My parents’ decision was something I had never questioned or thought deeply about.  If this is what life held, then I would meet it head-on.  Looking back, in my imagination I had burnished comic moments to a Green Acres sheen—funny, innocent, and above all, amusing. There were chickens in the basement, a pony in the barn, a cow that I learned to milk by hand, swallows in the rafters, purple clover sparkling with morning dew in the fields by the apple tree.

As my daughter lay sleeping in her crib and my husband worked at the office, I took a seat out of view in our small apartment, picked up a notebook and began to write. I made it about half a page.

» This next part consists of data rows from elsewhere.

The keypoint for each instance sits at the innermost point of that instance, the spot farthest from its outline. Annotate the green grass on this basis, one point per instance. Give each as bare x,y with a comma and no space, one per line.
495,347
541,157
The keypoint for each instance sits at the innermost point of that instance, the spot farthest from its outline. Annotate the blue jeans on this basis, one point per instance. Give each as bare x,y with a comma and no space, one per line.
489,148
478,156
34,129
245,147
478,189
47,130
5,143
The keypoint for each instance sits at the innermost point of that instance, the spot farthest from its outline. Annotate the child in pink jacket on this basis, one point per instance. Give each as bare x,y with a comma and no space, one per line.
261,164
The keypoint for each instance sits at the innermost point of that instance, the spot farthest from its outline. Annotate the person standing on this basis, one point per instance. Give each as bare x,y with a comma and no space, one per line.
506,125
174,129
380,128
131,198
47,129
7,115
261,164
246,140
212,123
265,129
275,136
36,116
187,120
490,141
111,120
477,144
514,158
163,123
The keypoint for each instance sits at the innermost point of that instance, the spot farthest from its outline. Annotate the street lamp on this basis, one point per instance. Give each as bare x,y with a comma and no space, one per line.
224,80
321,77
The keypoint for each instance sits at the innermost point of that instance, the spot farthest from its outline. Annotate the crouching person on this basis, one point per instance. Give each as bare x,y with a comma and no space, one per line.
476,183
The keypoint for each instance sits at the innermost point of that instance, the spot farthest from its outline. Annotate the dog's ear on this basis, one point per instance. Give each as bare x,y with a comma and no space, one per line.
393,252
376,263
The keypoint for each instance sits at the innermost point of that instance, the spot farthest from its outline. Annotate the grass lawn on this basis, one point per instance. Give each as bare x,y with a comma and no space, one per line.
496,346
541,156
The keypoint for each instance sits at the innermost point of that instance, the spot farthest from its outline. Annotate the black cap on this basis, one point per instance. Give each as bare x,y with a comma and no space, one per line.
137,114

With pen in hand and words appearing, I looked back at the scene with the eyes of a damaged yet wiser adult, rather than a child eager to please and full of unfounded faith that the adults leading the way had thought this upheaval through with an iota of sense or sanity between them in their headlong flight from the city.  I looked back, now uncomprehending, at the way my mother could spend her time happily pulling weeds in the hayfield while the house remained too derelict to bring anyone home to. I shuddered at the memory of the bathroom that stay unfinished for several years because the wall behind the toilet hookup needed to be plastered. I remembered sponge baths amid the clutter of the kitchen sink, and the filth and chaos of those chickens in the basement, removed from the barn because the severe cold had caused frostbite on the edges of their red, rubbery combs. I shook my head at the way my parents had purchased several livestock animals like toys before there were fences to contain them, and the enormous amounts of time wasted retrieving them as they repeatedly wandered farther afield. I remembered the uncertainty and isolation and poverty that defined our daily existence there in that melancholy looking red brick house, and felt a chill at the memory of carrying water from the house to the barn in the incredible winter cold that I will never erase from my mind.

I put the pen down and knew I would mine no more happy memories from that place. Survival had been my unknowing goal, and denial the deep-rooted character trait that had let me achieve it.

I sat, stunned at the revelation, my life changed, my memory altered, all by just picking up a pen and beginning to write.